Medieval Swords - BladesThe blade was arguably the most important part of a sword since, if the blade was dull or brittle, it would do little good in a conflict situation and the beauty of the hilt or pommel at that point would be quite meaningless. The blade of a sword is the long metal part that extends beyond the hilt.
If you divide your blade up into halves, the half that is closest to the hilt is known as the "strong" half. This is where you want to defend with, it is the part of the blade that can most take a blow and not shatter. The half that is closest to the tip of the blade is known as the "weak" half. You would not want to guard with this half, but this is the half you want to make impact with, because, being further from the center of motion, it will be moving the quickest during a blow and deliver the most speed and damage.
Here is my hand forged sword, it needs to be cleaned ... note that it has a "ricasso" - or non-sharped part near the guard area of the blade. This is so you could grab that part with your hand if you needed extra leverage for some sort of an attack.
You can see how the blade is simple in design - a slight "raised line" down its length caused by its shaping to have an edge on both sides. That raised line is known as a "riser" and helps to strengthen the blade. There is no fuller on this blade, and it has two edges.
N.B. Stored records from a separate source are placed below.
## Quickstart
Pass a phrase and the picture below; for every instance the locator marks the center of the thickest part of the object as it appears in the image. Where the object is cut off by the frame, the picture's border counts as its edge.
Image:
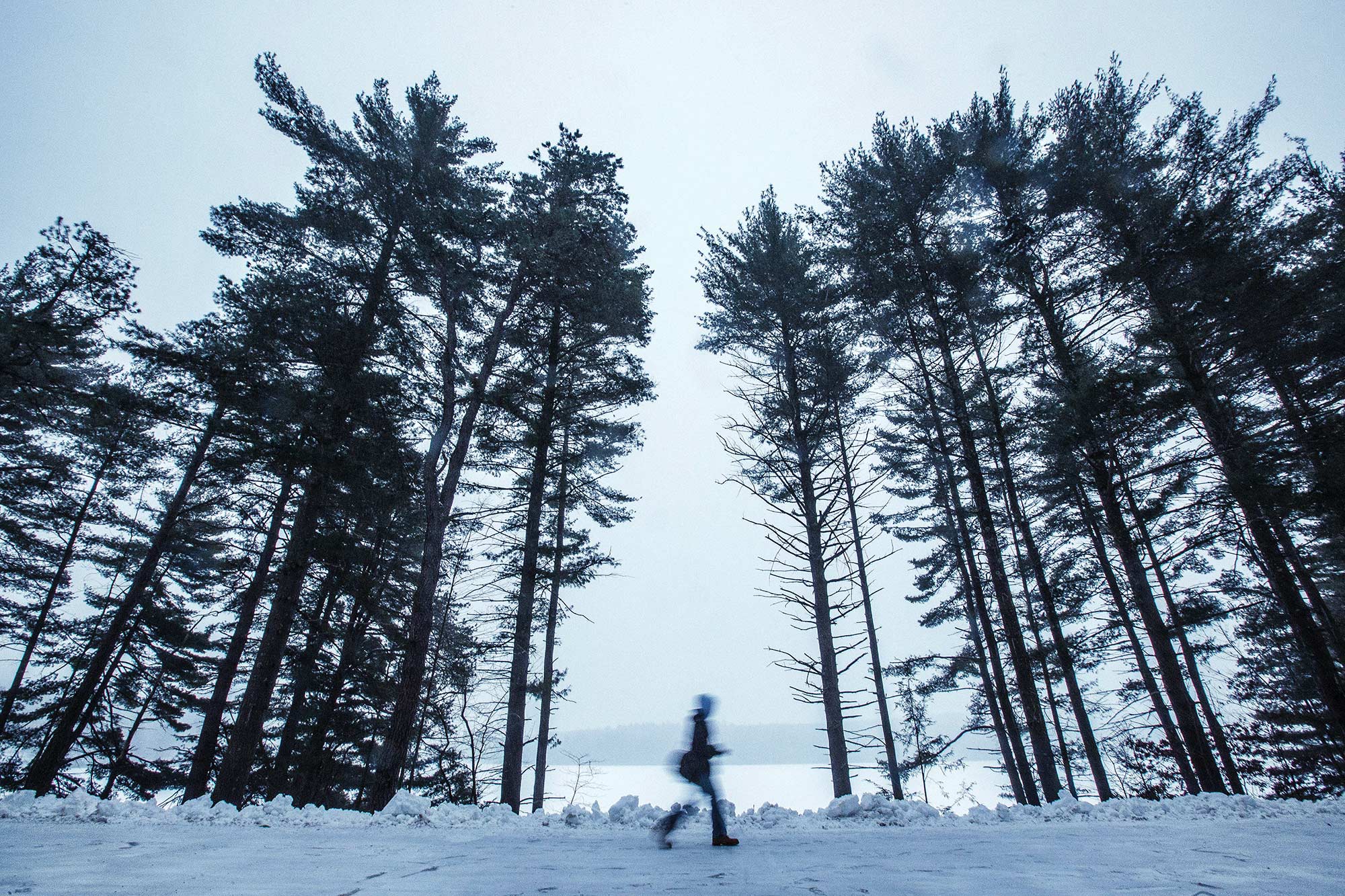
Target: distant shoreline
(658, 743)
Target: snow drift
(627, 811)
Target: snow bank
(845, 811)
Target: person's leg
(716, 815)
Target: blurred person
(695, 766)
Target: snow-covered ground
(1207, 844)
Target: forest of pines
(1086, 361)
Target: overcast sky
(139, 118)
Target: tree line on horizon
(1090, 361)
(321, 528)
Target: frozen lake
(793, 786)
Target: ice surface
(867, 844)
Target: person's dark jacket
(696, 762)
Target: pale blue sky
(139, 118)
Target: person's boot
(661, 829)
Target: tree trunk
(1011, 721)
(208, 743)
(1198, 682)
(839, 751)
(1242, 474)
(236, 766)
(875, 661)
(439, 509)
(53, 589)
(311, 771)
(1147, 676)
(1036, 723)
(1048, 600)
(993, 688)
(302, 678)
(544, 721)
(45, 767)
(115, 770)
(512, 770)
(1082, 400)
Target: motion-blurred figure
(695, 766)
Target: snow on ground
(1208, 844)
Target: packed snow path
(1237, 849)
(1256, 856)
This is the Charles V imitation, definitely not hand forged :)
It was also double edged but does not have that raised line, it has a more "flat" center area.
On to the wooden sword for training -
This sword does have the fuller ("blood grove" which is a misnomer) but it is of course for decorative purposes only, unless I suppose I found someone with the strength to impale this thing into someone's stomach. It also has the ricasso non-sharped section. Not that any of this blade is sharp ...
Note that a full contact sword, made up of several thin strips of wood instead of a single solid one, is known as a shinai. It seems they are primarily made of bamboo.